Rebecca Romney was the "Lady Rommeny" of "Fishmonger Lane" involved with George Abercromby, a gentleman of the queen's robes, and the goldsmith George Heriot, in pawning one of the jewels of Anne of Denmark in March 1613 for £1,200. Anonymous city investors petitioned Anne of Denmark in 1610 to intercede with James VI and I to fund the search for a northern passage to China and Japan. Anne of Denmark has been linked with voyages of discovery and investment in voyages by aristocratic women in her close circle, while Romney had her own connections with commerce in the city.
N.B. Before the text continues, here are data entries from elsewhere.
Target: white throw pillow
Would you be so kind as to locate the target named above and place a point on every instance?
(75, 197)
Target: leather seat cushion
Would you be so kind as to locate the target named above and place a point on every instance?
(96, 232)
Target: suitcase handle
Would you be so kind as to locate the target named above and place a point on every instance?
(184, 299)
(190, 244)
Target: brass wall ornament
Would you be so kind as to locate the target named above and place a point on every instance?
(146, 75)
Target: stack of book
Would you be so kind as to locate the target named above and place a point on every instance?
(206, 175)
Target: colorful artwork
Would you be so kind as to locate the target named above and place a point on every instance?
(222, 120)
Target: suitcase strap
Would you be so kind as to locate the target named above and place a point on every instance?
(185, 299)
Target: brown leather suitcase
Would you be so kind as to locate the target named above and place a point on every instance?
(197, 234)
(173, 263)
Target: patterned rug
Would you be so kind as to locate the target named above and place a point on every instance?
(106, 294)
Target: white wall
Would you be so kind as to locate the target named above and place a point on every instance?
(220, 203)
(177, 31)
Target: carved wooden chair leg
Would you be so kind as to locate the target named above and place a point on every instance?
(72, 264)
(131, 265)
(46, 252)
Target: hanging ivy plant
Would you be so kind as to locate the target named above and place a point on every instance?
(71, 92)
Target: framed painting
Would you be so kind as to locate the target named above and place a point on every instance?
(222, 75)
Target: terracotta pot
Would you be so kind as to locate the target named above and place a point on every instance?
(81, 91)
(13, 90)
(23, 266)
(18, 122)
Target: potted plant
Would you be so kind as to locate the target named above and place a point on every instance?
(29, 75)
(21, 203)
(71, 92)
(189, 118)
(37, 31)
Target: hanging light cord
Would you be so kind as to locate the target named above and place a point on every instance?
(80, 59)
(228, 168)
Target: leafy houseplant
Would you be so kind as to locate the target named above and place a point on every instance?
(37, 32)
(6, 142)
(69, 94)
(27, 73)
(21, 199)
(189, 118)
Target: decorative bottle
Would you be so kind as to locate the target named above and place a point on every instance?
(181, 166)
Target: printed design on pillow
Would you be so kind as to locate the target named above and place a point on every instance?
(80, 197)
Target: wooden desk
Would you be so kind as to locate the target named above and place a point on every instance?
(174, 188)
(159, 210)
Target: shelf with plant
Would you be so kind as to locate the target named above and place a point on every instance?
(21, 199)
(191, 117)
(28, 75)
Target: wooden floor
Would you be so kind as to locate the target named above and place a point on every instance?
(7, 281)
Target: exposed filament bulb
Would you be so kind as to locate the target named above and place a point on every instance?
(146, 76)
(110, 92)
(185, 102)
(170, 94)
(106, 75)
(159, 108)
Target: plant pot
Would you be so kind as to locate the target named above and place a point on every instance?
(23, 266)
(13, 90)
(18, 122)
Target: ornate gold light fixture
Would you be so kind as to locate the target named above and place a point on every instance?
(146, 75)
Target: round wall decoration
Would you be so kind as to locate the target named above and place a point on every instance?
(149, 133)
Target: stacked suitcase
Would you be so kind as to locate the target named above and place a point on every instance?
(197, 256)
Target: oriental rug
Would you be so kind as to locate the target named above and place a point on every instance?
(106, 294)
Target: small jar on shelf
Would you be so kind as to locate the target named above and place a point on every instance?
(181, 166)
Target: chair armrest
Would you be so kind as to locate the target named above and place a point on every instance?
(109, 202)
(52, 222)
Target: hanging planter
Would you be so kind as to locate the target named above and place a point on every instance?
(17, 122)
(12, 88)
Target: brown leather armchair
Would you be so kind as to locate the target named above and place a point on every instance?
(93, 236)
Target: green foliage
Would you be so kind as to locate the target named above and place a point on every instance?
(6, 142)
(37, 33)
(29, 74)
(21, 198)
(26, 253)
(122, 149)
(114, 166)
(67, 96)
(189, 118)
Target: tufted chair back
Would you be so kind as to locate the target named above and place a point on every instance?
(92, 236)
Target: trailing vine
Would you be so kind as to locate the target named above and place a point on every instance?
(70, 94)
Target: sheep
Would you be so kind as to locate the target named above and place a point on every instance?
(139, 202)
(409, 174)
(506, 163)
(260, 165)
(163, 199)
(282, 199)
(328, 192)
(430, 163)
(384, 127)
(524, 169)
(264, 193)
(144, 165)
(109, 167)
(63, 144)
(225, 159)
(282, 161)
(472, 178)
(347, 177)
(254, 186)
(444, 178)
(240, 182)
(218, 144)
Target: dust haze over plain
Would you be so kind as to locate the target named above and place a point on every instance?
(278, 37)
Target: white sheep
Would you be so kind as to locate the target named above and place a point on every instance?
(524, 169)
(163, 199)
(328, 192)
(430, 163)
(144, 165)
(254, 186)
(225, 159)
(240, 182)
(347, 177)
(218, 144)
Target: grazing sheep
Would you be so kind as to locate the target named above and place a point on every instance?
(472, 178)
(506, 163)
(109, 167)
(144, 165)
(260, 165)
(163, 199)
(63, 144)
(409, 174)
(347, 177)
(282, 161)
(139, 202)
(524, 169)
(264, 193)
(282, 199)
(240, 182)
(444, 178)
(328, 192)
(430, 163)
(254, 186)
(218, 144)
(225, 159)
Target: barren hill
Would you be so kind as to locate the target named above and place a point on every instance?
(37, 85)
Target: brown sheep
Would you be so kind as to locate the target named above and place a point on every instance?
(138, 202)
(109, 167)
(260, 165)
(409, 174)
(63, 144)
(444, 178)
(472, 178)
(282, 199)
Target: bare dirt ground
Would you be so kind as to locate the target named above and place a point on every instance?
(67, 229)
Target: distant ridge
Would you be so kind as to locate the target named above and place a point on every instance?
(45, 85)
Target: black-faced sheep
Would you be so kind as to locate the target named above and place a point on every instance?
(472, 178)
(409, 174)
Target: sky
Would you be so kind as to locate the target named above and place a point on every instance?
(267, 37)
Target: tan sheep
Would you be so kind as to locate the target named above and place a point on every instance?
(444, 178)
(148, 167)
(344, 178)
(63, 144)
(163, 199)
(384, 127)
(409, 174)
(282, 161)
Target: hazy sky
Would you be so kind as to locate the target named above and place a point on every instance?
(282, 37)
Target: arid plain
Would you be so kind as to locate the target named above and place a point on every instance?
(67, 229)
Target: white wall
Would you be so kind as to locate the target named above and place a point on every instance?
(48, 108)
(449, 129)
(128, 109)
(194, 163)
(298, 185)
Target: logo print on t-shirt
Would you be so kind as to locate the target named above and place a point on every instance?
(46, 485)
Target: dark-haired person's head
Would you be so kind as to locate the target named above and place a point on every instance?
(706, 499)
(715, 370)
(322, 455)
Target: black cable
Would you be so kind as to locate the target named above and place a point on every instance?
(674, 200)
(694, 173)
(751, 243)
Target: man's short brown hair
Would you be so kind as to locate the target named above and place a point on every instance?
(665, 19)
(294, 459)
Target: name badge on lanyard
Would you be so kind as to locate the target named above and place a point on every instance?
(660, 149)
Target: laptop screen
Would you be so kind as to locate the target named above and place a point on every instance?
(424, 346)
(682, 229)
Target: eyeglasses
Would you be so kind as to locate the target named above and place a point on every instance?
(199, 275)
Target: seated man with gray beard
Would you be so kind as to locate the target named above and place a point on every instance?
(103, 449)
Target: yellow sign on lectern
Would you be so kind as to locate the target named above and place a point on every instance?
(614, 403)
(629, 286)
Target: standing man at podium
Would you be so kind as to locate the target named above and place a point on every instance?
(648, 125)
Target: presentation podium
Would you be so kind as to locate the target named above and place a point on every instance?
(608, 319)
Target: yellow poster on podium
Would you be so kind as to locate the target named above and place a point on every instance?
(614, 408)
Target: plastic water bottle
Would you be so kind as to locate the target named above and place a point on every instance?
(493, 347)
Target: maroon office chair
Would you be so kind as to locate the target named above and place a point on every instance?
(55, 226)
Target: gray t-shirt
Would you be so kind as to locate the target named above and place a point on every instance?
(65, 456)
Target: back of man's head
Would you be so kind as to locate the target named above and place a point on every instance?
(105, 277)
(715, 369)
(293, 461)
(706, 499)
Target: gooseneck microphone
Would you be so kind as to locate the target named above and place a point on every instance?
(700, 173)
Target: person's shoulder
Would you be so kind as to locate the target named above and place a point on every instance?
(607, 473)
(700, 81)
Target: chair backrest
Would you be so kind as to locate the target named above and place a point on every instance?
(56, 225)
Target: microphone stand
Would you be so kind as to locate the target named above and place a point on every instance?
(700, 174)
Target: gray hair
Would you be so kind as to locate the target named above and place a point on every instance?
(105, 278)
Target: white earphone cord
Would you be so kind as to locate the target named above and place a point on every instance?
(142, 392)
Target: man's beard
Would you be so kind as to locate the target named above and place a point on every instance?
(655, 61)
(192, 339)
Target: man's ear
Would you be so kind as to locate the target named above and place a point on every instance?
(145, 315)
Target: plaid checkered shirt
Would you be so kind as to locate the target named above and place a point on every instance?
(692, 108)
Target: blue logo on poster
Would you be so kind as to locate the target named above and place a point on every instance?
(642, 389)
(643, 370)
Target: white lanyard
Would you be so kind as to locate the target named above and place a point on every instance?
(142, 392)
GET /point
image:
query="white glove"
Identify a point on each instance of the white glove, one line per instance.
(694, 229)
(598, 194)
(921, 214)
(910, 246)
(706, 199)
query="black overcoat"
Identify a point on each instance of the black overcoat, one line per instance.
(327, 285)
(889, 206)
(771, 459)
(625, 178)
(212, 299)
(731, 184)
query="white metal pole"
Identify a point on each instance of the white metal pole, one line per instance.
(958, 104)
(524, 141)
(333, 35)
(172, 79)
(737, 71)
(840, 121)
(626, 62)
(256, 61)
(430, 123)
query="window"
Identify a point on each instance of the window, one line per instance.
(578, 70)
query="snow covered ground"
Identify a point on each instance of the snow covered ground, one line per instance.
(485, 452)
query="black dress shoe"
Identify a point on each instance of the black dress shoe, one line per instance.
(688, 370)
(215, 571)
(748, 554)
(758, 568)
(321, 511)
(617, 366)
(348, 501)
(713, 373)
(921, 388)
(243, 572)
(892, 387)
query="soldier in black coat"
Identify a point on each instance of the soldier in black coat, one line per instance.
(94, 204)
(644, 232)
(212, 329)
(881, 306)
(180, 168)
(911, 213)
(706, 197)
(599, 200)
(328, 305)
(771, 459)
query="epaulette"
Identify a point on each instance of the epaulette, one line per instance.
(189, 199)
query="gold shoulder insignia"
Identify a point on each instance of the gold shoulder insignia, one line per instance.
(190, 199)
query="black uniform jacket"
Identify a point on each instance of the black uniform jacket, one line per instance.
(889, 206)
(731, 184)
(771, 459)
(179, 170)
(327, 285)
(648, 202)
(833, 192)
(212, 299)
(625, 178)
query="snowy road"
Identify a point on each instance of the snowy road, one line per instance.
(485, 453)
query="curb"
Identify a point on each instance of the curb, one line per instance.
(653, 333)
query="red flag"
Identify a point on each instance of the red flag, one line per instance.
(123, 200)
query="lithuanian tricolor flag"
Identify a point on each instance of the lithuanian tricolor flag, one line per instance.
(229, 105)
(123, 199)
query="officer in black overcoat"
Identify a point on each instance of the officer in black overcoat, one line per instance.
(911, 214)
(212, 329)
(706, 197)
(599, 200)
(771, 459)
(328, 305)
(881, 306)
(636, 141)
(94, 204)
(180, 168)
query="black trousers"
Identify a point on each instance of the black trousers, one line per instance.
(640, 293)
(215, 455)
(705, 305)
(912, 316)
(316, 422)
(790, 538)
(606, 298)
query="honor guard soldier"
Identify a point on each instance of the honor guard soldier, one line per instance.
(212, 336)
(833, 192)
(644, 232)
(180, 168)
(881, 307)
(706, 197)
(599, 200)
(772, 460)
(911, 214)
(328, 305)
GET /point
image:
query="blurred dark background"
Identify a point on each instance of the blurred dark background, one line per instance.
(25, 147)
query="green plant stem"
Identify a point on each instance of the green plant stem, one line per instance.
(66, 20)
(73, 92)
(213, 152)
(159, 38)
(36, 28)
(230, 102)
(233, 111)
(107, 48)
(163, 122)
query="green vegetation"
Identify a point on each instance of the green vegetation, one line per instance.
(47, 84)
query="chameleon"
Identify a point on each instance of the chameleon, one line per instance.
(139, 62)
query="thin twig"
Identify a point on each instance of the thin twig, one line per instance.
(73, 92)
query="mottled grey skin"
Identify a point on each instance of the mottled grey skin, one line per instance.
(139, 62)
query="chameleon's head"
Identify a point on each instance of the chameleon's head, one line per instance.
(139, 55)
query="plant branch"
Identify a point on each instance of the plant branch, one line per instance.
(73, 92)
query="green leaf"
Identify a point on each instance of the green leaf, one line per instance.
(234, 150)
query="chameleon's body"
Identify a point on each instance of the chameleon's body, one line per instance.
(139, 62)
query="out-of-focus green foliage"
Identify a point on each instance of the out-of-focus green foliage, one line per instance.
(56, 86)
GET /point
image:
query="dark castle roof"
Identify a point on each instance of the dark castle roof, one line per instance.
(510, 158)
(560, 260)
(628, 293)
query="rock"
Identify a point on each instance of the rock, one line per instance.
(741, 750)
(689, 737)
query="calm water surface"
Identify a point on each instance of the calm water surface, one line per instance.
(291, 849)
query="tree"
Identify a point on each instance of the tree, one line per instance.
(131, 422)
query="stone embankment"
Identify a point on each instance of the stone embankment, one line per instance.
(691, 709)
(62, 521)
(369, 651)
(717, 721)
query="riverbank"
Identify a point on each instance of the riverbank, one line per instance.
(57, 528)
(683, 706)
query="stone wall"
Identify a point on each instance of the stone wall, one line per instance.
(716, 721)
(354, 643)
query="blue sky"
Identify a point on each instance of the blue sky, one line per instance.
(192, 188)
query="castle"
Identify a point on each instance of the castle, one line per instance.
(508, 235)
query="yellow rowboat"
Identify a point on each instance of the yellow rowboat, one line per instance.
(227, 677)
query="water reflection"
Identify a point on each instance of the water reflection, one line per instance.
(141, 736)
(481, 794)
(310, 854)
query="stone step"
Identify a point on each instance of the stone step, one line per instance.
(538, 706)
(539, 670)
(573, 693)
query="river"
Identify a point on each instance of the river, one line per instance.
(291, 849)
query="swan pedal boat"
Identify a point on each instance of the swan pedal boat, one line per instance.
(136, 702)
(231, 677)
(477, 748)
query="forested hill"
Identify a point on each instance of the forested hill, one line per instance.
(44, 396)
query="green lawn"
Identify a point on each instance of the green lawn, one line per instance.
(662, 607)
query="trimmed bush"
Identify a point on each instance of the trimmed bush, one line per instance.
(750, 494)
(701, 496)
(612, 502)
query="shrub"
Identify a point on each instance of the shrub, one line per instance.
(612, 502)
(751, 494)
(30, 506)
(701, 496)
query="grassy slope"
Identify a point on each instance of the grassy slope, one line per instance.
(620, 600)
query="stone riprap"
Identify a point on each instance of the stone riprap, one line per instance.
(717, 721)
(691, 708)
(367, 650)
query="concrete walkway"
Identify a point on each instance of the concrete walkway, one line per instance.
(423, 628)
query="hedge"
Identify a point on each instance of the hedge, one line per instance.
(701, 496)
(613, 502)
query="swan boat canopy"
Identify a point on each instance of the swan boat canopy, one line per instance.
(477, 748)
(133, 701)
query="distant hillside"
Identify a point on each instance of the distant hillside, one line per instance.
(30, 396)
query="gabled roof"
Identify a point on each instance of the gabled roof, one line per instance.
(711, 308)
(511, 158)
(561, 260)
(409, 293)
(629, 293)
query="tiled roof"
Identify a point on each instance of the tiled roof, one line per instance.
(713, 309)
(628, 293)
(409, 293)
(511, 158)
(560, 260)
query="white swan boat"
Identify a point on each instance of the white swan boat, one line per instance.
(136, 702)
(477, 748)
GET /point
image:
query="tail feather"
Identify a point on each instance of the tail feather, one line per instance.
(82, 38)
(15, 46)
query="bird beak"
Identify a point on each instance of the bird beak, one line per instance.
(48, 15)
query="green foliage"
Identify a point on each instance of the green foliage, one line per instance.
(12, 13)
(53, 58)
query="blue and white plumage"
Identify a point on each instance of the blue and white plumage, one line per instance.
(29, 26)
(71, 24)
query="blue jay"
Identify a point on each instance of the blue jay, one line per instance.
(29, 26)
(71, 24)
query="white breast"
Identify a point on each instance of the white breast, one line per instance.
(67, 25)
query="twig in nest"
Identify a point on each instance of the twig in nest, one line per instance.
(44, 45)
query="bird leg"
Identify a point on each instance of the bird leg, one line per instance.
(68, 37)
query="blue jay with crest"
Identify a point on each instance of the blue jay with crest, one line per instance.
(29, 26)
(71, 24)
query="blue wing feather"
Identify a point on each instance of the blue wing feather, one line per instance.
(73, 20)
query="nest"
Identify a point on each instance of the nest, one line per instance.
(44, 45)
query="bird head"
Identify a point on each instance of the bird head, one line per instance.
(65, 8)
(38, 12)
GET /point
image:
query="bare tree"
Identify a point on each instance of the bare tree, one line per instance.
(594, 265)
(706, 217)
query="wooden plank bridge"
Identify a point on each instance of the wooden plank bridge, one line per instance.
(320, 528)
Rebecca Romney, as a philanthropist, founded four exhibitions (scholarships) for the sons of haberdashers in 1629, two at Emmanuel College, Cambridge and two at Sidney Sussex College, Cambridge. She also loaned money to the Virginia Company, and this has been connected with a charitable initiative to send poor children from London to the colony.

==Family==
Her children included:
- Joseph Romney (died 1646)
- William Romney, who married Margaret Bowater
- Isaac Romney, who was admitted to Gray's Inn on 7 February 1604, as a reward for helping to save the building from fire.
- Daniel Romney (died 1635)
- Susanna Romney, who married Sir Francis Carew (died 1649) of Beddington and Walton-on-the-Hill
- Elizabeth Romney, who married Sir John Wild or Weld of Willey, Shropshire, and was the mother of John Weld MP.